As a people, from the grasp of this foundation of the undefiled blessing, God’s order will flow doctrinally, power-wise and for His strategic purposes. When God’s community of people dysfunctions, it has been individuals like Joseph, Moses and David who have led the way to restore them as wielders of the undefiled blessing.

In the opening scripture from Isaiah 32, the reference to righteousness is from the Hebrew word tz-dakah. This scripture captures the cosmic drama of a fallen world, pointing to the role of tz-dakah or charitable righteousness exercised through community as the means to employing righteous, undefiled power in a corrupt world.
“The wilderness and the wasteland shall be glad and the desert shall rejoice and bloom.
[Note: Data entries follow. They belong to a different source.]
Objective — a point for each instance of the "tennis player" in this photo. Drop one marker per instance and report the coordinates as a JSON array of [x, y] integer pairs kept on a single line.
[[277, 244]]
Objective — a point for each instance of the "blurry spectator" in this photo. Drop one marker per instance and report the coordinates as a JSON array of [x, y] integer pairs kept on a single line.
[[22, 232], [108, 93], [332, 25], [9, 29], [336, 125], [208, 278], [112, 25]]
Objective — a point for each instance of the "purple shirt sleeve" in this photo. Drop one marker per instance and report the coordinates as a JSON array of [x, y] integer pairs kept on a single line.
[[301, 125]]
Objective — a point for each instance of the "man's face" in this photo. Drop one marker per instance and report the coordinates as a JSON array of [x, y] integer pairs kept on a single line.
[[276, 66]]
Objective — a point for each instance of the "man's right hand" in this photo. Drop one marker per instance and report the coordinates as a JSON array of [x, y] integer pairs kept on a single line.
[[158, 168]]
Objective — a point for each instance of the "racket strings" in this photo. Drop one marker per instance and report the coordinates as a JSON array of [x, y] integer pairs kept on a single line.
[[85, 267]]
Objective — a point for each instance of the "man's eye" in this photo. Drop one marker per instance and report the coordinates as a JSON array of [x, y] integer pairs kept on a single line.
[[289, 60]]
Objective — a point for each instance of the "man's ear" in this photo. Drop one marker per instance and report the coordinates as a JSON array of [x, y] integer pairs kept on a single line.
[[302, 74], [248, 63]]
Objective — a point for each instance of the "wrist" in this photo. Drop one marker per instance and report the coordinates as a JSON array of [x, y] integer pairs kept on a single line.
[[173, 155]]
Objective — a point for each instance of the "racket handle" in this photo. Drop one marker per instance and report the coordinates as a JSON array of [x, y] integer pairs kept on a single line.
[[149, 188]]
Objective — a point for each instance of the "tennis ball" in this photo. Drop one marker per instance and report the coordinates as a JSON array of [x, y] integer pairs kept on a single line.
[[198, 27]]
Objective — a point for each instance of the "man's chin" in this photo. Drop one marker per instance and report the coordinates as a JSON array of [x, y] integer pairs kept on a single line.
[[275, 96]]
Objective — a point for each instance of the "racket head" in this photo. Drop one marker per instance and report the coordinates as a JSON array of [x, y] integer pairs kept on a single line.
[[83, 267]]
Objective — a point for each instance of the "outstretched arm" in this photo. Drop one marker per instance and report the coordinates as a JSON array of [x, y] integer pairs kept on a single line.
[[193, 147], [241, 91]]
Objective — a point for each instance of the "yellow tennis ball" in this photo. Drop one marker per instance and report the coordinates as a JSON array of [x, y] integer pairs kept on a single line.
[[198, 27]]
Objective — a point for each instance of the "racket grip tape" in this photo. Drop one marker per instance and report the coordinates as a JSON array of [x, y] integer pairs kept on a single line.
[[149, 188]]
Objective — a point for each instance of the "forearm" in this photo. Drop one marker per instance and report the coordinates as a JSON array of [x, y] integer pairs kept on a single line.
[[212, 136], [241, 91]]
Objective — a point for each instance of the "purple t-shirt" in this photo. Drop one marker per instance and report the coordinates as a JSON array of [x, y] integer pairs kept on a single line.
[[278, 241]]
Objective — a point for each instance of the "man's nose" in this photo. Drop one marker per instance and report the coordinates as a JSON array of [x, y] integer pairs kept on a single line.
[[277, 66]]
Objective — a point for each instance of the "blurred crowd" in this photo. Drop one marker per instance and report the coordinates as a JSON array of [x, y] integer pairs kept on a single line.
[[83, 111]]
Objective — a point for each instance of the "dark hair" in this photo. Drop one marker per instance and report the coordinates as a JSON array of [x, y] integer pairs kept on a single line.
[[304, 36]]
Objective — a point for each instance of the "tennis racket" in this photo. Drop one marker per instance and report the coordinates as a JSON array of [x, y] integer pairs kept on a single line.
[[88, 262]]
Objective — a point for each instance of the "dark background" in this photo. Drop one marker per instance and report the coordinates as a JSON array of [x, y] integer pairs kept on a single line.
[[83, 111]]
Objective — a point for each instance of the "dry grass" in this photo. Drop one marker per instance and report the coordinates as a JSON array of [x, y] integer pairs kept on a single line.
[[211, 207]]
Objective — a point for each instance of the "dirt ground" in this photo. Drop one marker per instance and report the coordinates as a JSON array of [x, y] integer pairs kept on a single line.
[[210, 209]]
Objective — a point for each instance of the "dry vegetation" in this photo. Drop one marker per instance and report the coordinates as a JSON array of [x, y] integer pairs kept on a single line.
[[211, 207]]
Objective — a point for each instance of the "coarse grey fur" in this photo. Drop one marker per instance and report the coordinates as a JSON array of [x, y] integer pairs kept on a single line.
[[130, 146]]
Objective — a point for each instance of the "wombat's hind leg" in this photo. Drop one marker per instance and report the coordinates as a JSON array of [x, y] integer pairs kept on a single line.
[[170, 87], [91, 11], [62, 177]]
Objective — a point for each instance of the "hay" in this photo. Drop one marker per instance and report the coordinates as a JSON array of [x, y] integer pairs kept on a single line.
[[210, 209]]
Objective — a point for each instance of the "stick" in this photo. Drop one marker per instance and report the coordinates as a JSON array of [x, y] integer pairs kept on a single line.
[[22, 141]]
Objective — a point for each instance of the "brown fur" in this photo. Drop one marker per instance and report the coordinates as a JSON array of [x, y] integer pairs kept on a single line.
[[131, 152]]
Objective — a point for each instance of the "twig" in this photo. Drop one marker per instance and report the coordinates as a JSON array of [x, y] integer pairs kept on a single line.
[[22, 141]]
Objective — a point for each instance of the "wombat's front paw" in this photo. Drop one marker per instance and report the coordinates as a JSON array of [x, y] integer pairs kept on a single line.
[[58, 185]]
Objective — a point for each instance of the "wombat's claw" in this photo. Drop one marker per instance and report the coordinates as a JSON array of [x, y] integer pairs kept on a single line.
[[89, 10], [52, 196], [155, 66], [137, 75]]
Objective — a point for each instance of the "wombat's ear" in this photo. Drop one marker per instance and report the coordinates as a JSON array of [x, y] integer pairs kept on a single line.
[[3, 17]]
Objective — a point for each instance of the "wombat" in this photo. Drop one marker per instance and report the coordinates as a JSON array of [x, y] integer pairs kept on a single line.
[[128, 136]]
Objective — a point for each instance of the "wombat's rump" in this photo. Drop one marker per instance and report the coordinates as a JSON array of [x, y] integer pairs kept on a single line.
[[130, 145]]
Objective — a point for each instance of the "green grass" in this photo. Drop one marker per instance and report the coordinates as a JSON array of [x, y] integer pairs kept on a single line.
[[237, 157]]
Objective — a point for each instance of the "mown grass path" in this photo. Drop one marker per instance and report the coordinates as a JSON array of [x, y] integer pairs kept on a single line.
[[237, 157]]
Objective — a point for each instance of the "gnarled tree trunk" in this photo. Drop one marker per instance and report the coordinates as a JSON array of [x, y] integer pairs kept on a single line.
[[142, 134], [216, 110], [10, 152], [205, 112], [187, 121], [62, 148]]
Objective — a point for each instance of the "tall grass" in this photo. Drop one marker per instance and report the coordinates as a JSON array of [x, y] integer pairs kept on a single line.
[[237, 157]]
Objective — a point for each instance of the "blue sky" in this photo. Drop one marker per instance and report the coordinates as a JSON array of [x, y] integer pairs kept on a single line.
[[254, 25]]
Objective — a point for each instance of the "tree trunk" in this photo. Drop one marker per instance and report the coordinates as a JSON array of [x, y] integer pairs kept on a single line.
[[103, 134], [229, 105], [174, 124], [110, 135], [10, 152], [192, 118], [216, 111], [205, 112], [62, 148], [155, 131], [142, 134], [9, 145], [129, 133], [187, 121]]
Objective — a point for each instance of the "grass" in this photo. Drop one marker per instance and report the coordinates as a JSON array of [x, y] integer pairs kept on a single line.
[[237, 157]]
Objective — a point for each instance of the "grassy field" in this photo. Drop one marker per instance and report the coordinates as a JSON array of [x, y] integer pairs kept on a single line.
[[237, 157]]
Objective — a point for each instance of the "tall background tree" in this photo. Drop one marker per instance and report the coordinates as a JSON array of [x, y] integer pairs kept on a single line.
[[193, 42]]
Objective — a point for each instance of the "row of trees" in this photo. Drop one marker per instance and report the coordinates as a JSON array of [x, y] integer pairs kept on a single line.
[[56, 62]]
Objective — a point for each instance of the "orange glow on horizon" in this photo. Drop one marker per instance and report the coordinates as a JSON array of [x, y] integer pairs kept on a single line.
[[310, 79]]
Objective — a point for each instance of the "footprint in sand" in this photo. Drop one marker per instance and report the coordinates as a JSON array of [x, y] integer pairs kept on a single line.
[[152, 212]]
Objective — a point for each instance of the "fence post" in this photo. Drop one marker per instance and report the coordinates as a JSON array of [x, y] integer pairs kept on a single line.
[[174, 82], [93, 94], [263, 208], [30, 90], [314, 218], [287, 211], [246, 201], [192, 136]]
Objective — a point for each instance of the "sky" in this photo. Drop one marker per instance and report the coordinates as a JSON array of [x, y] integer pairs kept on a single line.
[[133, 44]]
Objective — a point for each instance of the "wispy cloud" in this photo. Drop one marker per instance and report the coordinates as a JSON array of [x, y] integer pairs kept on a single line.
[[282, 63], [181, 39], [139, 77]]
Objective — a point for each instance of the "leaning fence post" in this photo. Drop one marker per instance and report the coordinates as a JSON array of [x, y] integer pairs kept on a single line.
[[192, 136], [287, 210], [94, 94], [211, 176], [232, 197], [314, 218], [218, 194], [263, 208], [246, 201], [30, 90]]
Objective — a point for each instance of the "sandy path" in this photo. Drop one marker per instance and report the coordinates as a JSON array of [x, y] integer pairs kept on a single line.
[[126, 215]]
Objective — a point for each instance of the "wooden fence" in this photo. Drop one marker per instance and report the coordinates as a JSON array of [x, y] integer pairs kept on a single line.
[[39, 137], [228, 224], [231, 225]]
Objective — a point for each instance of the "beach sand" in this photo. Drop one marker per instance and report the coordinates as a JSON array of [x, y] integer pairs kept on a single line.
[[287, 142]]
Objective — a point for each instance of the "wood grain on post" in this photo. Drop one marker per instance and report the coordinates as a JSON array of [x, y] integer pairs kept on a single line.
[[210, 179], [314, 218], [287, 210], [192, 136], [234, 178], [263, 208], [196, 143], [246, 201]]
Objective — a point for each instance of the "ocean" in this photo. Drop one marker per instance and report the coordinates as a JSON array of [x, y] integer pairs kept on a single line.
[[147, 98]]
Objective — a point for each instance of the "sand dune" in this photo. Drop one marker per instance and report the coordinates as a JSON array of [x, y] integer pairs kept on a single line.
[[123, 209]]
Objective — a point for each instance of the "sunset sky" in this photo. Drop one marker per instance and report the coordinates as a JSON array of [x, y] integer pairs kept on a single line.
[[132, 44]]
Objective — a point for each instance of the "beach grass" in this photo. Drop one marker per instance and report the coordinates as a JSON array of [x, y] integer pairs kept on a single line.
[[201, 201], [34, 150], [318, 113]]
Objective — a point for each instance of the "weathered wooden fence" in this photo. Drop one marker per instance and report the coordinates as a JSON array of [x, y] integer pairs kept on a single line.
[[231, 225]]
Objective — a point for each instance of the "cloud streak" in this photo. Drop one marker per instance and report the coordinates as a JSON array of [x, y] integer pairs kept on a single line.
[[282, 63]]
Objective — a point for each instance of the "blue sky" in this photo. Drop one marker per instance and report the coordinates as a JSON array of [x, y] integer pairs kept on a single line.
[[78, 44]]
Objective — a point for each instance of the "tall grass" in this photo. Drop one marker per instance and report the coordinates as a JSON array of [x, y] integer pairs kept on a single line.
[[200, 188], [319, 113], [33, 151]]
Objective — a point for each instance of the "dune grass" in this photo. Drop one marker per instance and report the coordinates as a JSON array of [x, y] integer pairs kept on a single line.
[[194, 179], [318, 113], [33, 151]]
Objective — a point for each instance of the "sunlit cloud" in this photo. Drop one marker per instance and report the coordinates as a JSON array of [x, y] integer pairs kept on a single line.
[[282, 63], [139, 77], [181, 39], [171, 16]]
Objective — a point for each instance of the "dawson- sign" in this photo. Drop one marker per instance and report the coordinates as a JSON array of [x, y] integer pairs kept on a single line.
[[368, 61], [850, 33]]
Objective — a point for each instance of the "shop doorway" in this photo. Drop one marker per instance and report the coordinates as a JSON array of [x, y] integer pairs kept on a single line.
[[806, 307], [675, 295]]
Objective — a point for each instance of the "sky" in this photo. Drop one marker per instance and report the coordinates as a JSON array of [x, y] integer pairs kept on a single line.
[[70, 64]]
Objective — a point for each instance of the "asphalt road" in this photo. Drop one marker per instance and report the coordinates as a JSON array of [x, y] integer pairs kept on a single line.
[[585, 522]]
They shall see the glory of the Lord, the excellency of our God. So, strengthen the weak hands, and make firm the feeble knees. Say to those who are fearful-hearted, “Be strong, do not fear!” Then the eyes of the blind shall be opened, and the ears of the deaf shall be unstopped. Then the lame shall leap like a deer, and the tongue of the dumb sing. For waters shall burst forth in the wilderness, and streams in the desert. The parched ground shall become a pool and the thirsty land springs of water.  A highway shall be there and a road, and it shall be called the Highway of Holiness. The unclean shall not pass over it, for it shall be for the redeemed. Whoever walks this road shall not go astray.”